With references to his career-defining roles and a few family memories, the personal touches of Dunst’s 1930s ranch make it more than just a beautiful space.
“Our house is the gathering place where everyone comes to eat, drink, swim, play music,” Dunst told the magazine. “The bar is always in full swing. We want people to have a good time, so while we value beauty, nothing is too precious.”

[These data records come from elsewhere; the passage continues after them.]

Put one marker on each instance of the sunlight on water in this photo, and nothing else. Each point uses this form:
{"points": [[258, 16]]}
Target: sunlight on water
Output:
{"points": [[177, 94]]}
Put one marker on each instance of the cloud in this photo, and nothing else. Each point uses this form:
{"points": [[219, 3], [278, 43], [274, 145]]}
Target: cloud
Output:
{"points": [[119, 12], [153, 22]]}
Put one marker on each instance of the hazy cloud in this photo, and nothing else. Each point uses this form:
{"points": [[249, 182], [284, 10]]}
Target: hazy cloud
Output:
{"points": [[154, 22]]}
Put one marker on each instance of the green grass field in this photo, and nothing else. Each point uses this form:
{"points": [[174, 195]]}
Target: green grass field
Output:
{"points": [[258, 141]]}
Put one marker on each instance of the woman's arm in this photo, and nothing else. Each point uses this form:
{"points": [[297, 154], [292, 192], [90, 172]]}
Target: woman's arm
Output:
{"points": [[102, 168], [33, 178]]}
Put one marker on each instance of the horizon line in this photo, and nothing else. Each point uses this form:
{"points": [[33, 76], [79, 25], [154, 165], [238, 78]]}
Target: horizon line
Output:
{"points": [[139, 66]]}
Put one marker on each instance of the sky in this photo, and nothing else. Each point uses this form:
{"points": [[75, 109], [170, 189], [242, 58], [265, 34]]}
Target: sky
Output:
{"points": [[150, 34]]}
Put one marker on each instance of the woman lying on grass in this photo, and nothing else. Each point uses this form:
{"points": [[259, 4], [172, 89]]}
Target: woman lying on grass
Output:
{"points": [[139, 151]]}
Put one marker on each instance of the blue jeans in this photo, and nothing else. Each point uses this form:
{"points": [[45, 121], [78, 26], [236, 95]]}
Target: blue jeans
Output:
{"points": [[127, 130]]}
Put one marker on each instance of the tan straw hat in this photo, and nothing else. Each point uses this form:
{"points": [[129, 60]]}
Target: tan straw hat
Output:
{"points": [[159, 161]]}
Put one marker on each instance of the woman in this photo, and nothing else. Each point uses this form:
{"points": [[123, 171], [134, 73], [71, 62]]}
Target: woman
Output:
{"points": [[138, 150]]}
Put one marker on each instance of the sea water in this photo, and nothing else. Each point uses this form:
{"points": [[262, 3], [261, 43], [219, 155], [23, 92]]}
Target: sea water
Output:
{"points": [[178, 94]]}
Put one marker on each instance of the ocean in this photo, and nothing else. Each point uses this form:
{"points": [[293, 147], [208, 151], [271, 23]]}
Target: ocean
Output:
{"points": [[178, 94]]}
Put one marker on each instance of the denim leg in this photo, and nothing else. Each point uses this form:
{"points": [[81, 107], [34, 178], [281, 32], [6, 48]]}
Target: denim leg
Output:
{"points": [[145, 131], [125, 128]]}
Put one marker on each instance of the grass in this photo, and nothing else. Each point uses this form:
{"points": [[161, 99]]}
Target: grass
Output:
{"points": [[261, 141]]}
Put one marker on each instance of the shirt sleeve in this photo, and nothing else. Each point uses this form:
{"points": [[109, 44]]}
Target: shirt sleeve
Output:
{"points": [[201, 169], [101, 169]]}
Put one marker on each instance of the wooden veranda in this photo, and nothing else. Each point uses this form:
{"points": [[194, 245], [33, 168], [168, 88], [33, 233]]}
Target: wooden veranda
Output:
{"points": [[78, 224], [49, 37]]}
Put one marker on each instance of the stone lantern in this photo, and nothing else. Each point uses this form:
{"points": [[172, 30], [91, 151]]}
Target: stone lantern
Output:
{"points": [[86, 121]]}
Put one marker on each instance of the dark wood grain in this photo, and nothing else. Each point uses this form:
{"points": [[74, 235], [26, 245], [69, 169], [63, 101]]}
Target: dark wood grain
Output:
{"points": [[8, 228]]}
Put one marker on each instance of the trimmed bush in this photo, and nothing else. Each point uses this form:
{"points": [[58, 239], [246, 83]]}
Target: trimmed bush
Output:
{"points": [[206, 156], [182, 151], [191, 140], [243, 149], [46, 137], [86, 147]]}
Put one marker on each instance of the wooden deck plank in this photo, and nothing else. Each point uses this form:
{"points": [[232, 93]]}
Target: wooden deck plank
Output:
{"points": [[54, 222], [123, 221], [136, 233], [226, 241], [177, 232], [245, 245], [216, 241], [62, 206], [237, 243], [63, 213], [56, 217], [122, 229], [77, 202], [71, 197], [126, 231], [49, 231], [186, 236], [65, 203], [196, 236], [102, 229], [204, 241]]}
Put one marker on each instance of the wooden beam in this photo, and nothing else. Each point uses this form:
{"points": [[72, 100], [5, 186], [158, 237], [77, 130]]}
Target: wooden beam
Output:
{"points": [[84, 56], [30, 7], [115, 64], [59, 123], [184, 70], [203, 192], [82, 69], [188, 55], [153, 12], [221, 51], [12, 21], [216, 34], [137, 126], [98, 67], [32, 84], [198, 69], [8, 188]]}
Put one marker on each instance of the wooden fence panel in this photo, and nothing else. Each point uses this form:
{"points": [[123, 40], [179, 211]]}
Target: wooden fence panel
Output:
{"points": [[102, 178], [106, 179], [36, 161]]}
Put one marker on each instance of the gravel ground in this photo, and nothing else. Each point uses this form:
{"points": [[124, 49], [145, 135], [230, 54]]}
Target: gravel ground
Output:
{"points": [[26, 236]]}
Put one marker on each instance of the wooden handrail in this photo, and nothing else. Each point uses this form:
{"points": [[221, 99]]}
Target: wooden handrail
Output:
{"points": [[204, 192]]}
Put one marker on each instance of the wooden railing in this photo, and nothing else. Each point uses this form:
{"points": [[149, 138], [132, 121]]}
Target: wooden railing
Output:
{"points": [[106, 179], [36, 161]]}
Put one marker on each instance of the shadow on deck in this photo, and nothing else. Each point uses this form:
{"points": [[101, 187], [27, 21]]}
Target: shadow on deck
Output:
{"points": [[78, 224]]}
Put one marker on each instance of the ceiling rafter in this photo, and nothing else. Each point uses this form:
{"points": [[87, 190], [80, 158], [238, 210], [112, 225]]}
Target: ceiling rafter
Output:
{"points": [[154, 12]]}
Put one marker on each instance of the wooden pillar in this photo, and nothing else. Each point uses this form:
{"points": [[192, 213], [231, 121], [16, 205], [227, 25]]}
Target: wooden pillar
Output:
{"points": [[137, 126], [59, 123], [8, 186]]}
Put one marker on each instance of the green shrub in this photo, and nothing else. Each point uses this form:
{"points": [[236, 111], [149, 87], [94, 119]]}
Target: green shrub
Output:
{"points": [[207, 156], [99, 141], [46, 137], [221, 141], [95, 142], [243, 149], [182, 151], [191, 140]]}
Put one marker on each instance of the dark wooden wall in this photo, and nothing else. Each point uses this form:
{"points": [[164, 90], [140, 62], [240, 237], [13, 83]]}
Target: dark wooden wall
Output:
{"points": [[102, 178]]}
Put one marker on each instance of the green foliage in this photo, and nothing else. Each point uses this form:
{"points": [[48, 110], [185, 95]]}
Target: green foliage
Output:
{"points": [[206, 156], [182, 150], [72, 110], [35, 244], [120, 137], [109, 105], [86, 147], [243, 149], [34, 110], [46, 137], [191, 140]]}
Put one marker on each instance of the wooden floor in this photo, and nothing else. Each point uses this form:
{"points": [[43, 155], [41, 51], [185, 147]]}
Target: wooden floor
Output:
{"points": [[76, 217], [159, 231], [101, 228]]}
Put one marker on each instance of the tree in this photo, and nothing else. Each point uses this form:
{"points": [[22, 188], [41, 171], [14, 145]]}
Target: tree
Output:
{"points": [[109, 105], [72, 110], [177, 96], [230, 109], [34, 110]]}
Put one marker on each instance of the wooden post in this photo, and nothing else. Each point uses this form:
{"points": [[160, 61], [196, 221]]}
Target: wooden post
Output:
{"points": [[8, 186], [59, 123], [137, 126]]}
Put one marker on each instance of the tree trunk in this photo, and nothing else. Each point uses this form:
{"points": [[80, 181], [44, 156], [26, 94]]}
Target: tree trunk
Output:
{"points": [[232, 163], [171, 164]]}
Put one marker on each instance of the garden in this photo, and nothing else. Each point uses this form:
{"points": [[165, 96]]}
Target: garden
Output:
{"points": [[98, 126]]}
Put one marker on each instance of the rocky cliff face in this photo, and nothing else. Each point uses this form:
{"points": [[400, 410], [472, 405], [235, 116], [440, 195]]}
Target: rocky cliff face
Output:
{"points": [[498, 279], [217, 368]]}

The design process was just as personal. Dunst’s interior designer is Jane Hallworth, an old friend she asked for help furnishing her first home in LA 20 years ago. Some pieces from this initial project – including a crystal chandelier in the shape of a Baguès ship – traveled with Dunst to her current residence, which she shares with her fiance, actor Jesse Plemons, and their two young sons.
A 19th century copper bathtub is the centerpiece of this sleek bathroom. Credit: courtesy of Architectural Digest
Their home is filled with dichotomies – feminine and masculine, glamorous and rustic – and the Texan roots of Plemons (or “the cowboy aesthetic” as Hallworth calls it) shine with antique majolica tiles lining the backsplash of the kitchen and a boot spur. chandelier in the living room.
To fit all of these seemingly disparate elements into one house, Hallworth said they had to “shake it all up into the perfect cocktail.”
A plush velor sofa adds coziness to Dunst’s leafy nursery. Credit: courtesy of Architectural Digest
This mixture achieves maximum comfort in the nursery full of toys. It’s rustic and whimsical, taken straight from a children’s storybook. The wood furniture and sage velvet window coverings blend into the foliage outside the window, creating a sort of treehouse effect.
Architectural Digest November star Kirsten Dunst. Credit: courtesy of Architectural Digest
Sage makes a reappearance on the walls of the master bathroom, where it intersects with wooden details. Adding a vintage touch, the door is a piece salvaged from Jacqueline Kennedy Onassis’ New York apartment. But the real centerpiece of the room is a 19th-century deep copper tub.
Regardless of the variety of references and styles, the common thread throughout Dunst’s household is “anything that evokes an emotional connection,” she said.
“She takes inspiration from beautiful things. She can see poetry in it,” Hallworth told Architectural Digest. “For her, it’s not a question of style or pedigree per se, but that sweet and charming call to home.”